The point-slope form of a linear equation is a useful way to write the equation of a line when you know a point on the line and the line's slope. It is represented as: \[ y - y_1 = m(x - x_1) \]In this formula,

• \((x_1, y_1)\) is a specific point on the line, with \(x_1\) as the x-coordinate and \(y_1\) as the y-coordinate.
• The letter \(m\) represents the slope of the line.

By using this form, you can easily plug in the known slope and point to get the equation of the line. This form is handy because it directly uses the slope (pointing at how steep the line is) and a specific point, making it simple to translate real-world problems into linear equations.

The slope of a line is a measure of how steep the line is. It is often represented by the letter m. Mathematically, slope is calculated as the 'rise' (change in y) over the 'run' (change in x). The formula for slope is: \[ m = \frac{y_2 - y_1}{x_2 - x_1} \]Here, the slope m tells you how much y changes for a given change in x.

• A positive slope means the line rises as it moves from left to right.
• A negative slope means the line falls as it moves from left to right.
• A slope of zero means the line is horizontal.
• An undefined slope means the line is vertical and cannot be expressed as a single number.

In our exercise, the slope is given as -\frac{2}{3}, meaning for every 3 units the line moves horizontally to the right, it moves down by 2 units.

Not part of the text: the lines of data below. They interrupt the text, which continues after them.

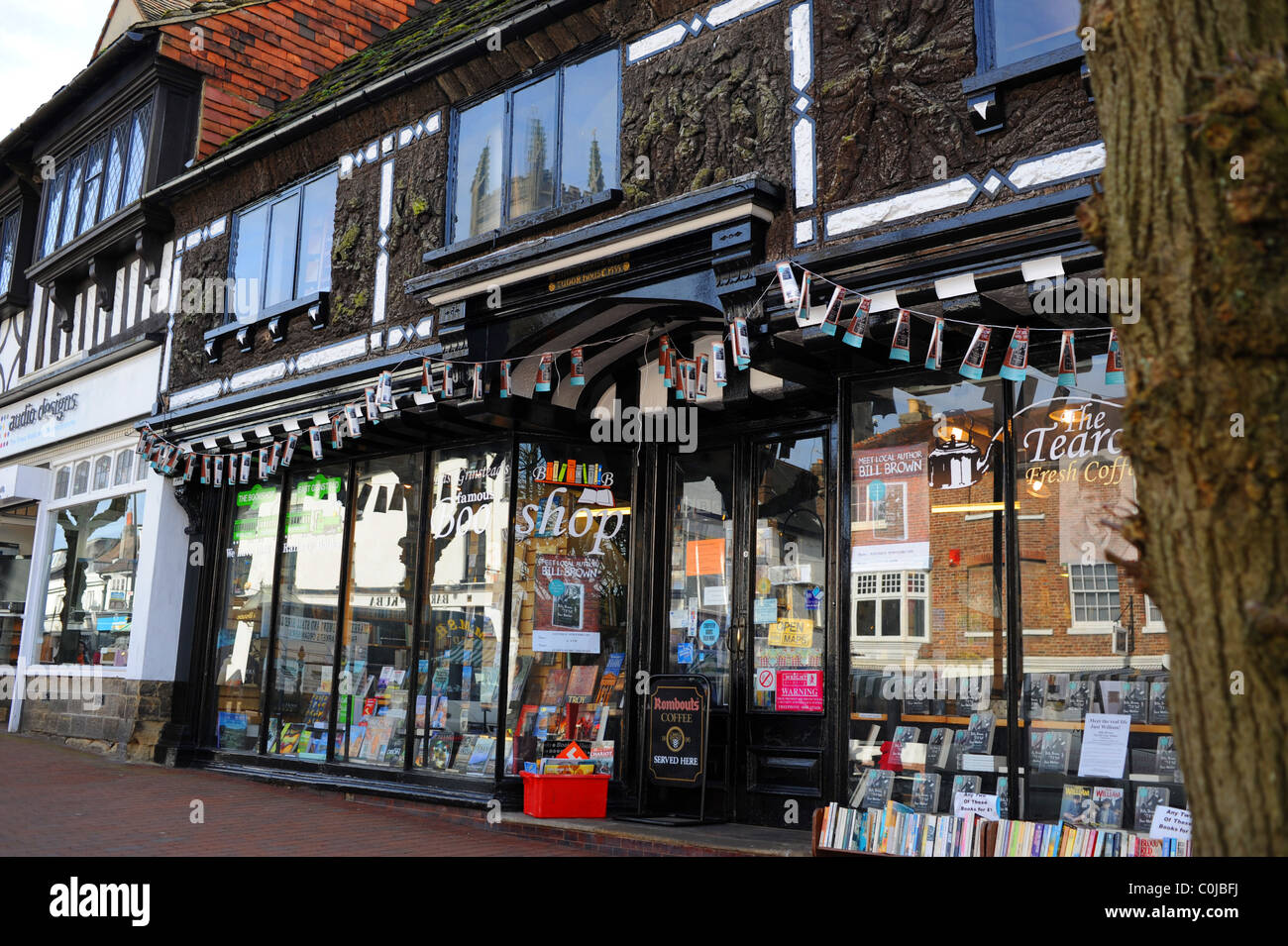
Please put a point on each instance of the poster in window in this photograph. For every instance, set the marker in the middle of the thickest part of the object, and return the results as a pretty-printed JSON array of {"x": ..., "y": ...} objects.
[{"x": 567, "y": 611}]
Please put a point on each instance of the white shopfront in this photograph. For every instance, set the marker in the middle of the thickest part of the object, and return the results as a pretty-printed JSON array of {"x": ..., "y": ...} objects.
[{"x": 98, "y": 536}]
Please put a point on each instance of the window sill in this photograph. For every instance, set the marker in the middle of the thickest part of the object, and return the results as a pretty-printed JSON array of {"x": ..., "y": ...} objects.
[
  {"x": 316, "y": 305},
  {"x": 984, "y": 90},
  {"x": 523, "y": 226}
]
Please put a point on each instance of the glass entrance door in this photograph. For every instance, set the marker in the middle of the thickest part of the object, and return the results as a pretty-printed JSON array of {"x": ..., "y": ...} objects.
[{"x": 746, "y": 606}]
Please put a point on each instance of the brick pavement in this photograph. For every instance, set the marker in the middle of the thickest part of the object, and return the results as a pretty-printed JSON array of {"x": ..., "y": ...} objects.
[{"x": 63, "y": 802}]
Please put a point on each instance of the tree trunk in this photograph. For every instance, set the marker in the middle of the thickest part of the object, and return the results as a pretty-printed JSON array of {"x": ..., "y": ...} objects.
[{"x": 1188, "y": 91}]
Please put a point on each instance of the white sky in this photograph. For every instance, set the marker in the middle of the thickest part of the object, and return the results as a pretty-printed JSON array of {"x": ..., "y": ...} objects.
[{"x": 43, "y": 46}]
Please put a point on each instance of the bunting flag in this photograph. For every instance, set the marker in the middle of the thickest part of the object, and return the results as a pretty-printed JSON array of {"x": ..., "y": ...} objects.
[
  {"x": 717, "y": 364},
  {"x": 544, "y": 372},
  {"x": 787, "y": 282},
  {"x": 426, "y": 378},
  {"x": 902, "y": 341},
  {"x": 1068, "y": 369},
  {"x": 1115, "y": 373},
  {"x": 1016, "y": 366},
  {"x": 803, "y": 302},
  {"x": 973, "y": 366},
  {"x": 858, "y": 325},
  {"x": 579, "y": 368},
  {"x": 935, "y": 353},
  {"x": 831, "y": 319}
]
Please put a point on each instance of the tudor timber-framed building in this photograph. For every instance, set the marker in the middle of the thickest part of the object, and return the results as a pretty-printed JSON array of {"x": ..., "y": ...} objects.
[{"x": 432, "y": 606}]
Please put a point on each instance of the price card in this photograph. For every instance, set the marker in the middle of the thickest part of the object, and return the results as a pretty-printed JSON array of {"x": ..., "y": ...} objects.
[{"x": 1171, "y": 822}]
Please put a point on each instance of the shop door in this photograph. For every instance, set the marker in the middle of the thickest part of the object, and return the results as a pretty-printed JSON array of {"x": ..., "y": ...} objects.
[{"x": 747, "y": 604}]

A linear equation is an equation that makes a straight line when graphed. The standard form of a linear equation is: \[ Ax + By = C \]Where A, B, and C are constants. Another common form is the slope-intercept form: \[ y = mx + b \]Here, m represents the slope, and b represents the y-intercept (the point where the line crosses the y-axis). Linear equations can describe many relationships in real life, such as calculating speed, predicting costs, and understanding trends. In the original exercise, our final linear equation was: \[ y = -\frac{2}{3}x - 7 \]This equation tells us the slope is -\frac{2}{3} and the y-intercept is -7. Therefore, every time you use this equation, you know the line crosses the y-axis at -7 and has a slope of -\frac{2}{3}.